Digital MarketingSocial Media MarketingCreative testing: Why is the control so hard to beat?

Creative testing: Why is the control so hard to beat?

After testing over 30K image and video ads over the past year, Consumer Acquisition's Brian Bowman provides some interesting insights into how Facebook operates its creative ad testing platform.

Author
Idris Nagri Date published
March 12, 2020 Categories

30-second summary:

Facebook’s split-tests appear to maintain a creative history for the control ad. This gives the control a significant advantage with Impressions Per Thousand (IPM) testing.
Facebook can also group variations with a similar look and feel to the control. So similar-looking ads may also start with a higher IPM.
Creative concepts that are visually very different from the control do not share a creative history. IPMs for these variations tend to start near zero.
New, “out of the box” visual concepts may require more impressions for Facebook to quantify their performance.
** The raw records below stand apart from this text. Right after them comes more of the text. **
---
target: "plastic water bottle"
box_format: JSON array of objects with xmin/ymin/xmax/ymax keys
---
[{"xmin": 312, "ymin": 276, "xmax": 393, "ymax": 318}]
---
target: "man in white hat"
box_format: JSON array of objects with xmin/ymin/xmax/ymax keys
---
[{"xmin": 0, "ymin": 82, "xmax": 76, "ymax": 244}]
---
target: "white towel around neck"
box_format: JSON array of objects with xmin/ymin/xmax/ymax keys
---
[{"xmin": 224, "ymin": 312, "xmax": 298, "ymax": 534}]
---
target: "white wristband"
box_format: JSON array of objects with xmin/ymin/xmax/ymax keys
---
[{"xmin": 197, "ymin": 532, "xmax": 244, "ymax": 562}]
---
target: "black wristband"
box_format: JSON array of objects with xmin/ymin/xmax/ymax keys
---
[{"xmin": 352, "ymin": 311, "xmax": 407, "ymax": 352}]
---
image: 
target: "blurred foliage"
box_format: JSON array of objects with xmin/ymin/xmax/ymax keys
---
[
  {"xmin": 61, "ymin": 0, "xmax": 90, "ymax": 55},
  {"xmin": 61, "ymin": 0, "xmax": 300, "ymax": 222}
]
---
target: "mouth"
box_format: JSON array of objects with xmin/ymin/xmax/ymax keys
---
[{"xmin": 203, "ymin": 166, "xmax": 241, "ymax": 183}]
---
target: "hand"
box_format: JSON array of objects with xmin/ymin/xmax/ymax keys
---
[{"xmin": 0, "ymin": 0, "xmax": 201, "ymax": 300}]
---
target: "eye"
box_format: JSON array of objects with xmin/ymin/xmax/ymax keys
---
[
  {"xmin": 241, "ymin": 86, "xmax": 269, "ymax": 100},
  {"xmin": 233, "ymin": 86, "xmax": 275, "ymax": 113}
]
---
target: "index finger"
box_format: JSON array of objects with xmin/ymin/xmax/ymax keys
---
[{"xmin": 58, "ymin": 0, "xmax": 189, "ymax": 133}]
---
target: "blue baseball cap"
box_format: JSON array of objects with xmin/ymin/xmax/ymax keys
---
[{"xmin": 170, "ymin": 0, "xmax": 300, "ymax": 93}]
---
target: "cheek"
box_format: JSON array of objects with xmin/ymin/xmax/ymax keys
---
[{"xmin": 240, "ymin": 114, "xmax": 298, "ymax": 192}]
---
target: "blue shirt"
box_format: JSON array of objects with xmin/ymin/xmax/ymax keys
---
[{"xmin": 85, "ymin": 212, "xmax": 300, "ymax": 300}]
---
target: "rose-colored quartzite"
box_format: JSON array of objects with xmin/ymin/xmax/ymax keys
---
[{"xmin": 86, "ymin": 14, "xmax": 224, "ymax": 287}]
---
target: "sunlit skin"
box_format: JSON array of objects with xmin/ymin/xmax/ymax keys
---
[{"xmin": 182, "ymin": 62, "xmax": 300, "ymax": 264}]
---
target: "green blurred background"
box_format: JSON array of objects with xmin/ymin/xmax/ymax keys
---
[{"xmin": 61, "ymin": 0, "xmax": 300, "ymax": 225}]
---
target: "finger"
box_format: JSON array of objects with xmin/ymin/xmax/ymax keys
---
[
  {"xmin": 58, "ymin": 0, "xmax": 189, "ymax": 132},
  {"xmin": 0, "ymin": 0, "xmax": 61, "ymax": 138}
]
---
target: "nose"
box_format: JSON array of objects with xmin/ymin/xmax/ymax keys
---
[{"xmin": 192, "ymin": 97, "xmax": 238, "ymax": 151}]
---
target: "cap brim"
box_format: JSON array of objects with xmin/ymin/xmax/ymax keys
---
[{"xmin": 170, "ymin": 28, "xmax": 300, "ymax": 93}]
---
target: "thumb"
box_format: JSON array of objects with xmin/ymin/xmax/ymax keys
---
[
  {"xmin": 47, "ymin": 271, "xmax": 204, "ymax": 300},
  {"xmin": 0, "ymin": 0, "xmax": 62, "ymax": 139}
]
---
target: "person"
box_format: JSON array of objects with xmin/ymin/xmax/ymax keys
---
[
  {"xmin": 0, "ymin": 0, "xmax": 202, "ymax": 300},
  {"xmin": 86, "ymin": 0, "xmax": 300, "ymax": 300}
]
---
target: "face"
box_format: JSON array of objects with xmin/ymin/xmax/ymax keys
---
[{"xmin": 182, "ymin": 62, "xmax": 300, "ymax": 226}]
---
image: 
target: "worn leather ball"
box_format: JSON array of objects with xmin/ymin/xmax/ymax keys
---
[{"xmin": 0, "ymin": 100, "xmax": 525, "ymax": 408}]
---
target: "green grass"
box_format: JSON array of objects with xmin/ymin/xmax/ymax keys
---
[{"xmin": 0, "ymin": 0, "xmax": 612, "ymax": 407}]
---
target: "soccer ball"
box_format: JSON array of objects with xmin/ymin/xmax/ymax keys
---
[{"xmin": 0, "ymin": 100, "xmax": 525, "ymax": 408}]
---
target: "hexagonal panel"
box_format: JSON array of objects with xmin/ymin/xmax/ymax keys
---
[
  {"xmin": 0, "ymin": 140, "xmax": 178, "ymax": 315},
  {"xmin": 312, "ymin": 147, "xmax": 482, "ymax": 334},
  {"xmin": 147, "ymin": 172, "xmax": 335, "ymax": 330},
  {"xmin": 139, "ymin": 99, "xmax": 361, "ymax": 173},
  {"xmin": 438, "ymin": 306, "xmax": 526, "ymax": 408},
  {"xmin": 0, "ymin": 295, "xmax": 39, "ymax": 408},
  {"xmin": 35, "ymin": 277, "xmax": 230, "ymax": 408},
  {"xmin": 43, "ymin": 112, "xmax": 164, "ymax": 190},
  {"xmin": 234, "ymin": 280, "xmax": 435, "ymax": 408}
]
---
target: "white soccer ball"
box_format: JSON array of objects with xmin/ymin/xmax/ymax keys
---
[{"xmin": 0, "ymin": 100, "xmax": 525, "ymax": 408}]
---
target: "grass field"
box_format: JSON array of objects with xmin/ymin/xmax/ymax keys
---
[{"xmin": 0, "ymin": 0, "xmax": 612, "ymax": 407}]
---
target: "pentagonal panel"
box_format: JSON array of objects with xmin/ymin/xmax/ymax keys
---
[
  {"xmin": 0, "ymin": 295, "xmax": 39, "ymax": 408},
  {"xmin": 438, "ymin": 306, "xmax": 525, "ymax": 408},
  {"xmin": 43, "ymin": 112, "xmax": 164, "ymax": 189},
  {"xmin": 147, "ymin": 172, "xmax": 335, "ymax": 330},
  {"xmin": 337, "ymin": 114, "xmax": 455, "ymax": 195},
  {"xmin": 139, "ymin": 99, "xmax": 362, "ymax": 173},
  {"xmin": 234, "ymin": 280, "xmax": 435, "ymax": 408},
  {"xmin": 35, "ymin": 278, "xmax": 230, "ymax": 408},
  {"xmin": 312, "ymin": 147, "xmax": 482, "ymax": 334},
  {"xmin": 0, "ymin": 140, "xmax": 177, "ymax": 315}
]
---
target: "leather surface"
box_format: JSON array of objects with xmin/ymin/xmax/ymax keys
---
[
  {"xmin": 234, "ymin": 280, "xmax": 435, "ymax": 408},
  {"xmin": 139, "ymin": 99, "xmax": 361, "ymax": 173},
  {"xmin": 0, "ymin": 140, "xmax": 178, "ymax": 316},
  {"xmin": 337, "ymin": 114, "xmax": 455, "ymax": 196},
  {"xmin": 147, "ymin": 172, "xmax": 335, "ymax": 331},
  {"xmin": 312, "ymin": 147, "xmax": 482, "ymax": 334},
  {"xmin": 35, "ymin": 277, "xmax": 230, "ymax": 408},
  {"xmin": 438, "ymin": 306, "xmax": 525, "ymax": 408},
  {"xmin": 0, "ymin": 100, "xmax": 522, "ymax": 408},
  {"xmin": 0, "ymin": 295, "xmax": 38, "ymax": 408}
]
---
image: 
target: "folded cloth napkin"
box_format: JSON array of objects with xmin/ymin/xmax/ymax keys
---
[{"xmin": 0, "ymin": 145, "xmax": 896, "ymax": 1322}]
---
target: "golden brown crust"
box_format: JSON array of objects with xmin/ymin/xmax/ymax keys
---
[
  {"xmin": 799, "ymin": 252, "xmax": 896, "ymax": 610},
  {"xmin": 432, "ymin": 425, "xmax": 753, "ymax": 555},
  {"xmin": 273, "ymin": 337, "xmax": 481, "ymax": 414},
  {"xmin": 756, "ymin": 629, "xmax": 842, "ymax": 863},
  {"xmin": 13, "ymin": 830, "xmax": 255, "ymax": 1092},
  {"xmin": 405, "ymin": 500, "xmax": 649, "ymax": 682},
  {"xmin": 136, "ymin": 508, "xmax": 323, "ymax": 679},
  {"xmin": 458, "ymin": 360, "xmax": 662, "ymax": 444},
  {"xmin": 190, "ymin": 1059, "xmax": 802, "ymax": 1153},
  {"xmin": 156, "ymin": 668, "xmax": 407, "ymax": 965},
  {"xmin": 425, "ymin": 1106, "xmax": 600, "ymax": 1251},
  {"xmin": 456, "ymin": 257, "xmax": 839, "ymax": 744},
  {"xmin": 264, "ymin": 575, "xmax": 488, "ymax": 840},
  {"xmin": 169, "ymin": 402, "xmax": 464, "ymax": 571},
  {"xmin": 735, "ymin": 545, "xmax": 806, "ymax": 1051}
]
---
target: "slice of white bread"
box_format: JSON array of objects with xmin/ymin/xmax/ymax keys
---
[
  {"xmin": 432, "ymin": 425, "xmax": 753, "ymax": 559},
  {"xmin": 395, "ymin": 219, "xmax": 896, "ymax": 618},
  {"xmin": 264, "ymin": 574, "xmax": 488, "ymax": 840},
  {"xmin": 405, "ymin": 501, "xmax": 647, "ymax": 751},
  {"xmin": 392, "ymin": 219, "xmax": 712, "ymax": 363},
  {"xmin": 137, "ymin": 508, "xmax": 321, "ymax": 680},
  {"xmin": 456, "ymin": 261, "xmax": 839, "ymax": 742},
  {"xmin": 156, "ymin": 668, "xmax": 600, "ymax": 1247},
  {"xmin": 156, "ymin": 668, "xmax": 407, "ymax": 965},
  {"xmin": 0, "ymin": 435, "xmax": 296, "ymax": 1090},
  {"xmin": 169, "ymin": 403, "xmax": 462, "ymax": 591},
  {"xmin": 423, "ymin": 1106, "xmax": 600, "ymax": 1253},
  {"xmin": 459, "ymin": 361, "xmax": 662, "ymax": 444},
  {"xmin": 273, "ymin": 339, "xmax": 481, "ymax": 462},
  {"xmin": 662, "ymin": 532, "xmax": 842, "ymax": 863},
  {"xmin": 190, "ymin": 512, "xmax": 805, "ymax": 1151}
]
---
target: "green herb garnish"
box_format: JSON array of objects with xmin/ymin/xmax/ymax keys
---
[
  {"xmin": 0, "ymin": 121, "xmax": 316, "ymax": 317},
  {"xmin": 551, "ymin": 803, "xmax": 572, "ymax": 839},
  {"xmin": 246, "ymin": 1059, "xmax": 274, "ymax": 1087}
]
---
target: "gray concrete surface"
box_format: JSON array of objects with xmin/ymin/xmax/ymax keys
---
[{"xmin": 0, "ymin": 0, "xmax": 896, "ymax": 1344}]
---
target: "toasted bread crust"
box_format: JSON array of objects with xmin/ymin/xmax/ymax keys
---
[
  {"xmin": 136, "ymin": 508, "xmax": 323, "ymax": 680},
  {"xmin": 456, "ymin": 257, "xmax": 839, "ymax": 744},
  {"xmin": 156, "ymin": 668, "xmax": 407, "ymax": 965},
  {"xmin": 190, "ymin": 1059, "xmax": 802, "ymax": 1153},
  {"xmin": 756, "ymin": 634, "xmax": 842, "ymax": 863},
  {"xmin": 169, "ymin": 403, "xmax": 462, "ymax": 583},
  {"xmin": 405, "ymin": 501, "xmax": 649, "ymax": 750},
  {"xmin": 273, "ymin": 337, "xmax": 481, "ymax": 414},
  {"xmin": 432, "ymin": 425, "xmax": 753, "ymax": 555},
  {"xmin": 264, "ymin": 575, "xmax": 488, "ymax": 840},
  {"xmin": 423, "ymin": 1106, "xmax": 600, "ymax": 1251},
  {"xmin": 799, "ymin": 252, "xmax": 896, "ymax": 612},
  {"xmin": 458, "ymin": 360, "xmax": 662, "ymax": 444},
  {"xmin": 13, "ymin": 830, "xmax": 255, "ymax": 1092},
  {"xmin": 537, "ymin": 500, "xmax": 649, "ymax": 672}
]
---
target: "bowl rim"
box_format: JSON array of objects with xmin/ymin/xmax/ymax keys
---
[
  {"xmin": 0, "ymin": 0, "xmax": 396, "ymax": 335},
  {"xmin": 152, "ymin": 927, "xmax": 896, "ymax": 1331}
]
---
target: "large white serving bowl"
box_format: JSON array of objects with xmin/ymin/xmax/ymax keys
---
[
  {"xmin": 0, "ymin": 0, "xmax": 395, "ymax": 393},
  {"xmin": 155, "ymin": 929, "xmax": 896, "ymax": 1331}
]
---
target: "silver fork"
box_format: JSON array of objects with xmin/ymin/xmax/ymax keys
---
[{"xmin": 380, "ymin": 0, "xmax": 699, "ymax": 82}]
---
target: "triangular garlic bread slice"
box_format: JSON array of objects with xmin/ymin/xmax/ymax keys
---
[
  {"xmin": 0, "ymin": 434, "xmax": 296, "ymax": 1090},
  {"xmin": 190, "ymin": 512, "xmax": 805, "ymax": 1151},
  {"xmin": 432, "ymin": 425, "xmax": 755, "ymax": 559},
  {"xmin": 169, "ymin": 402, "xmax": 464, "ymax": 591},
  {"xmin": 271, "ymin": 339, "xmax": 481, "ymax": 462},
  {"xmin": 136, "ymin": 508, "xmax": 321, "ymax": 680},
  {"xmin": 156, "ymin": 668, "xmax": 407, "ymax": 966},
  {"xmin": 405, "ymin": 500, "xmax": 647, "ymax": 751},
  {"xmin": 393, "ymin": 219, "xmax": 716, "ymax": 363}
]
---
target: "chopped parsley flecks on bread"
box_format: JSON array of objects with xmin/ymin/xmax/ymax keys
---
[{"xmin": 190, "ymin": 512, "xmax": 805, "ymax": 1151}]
High-performance creative is a rare thing for social advertising. In our experience, after spending over $3 billion dollars driving UA across Facebook and Google, usually only one out of twenty ads can beat the “best performing control” (the top ad). If a piece of creative doesn’t outperform the best video, you lose money running it. Losers are killed quickly, and winners are scaled to the moon.

The reality is, a vast majority of ads fail. The chart below shows the results of over 17,100 diﬀerent ads. Spend is distributed based on ad performance. As you can see, out of those 17,000 ads, only a handful drove a majority of the spend.

The high failure rate of most creative shapes creative strategy, budgets and ad testing methodology. If you can’t test ads quickly and aﬀordably, your campaign’s ﬁnancial performance is likely to suﬀer from a lot of non-converting spend.

But testing alone isn’t enough. You also must generate enough original creative concepts to fuel testing and uncover winners. Over the years, we’ve found that 19 out of 20 ads fail (5% success rate), you don’t just need one new creative: You need 20 new original ideas or more to sustain performance and scale!

And you need all that new creative fast because creative fatigues quickly. You may need 20 new creative concepts every month, or possibly even every week depending on your ad spend and how your title monetizes (IAA or IAP). The more spend you run through your account, the more likely it is that your ad’s performance will decline.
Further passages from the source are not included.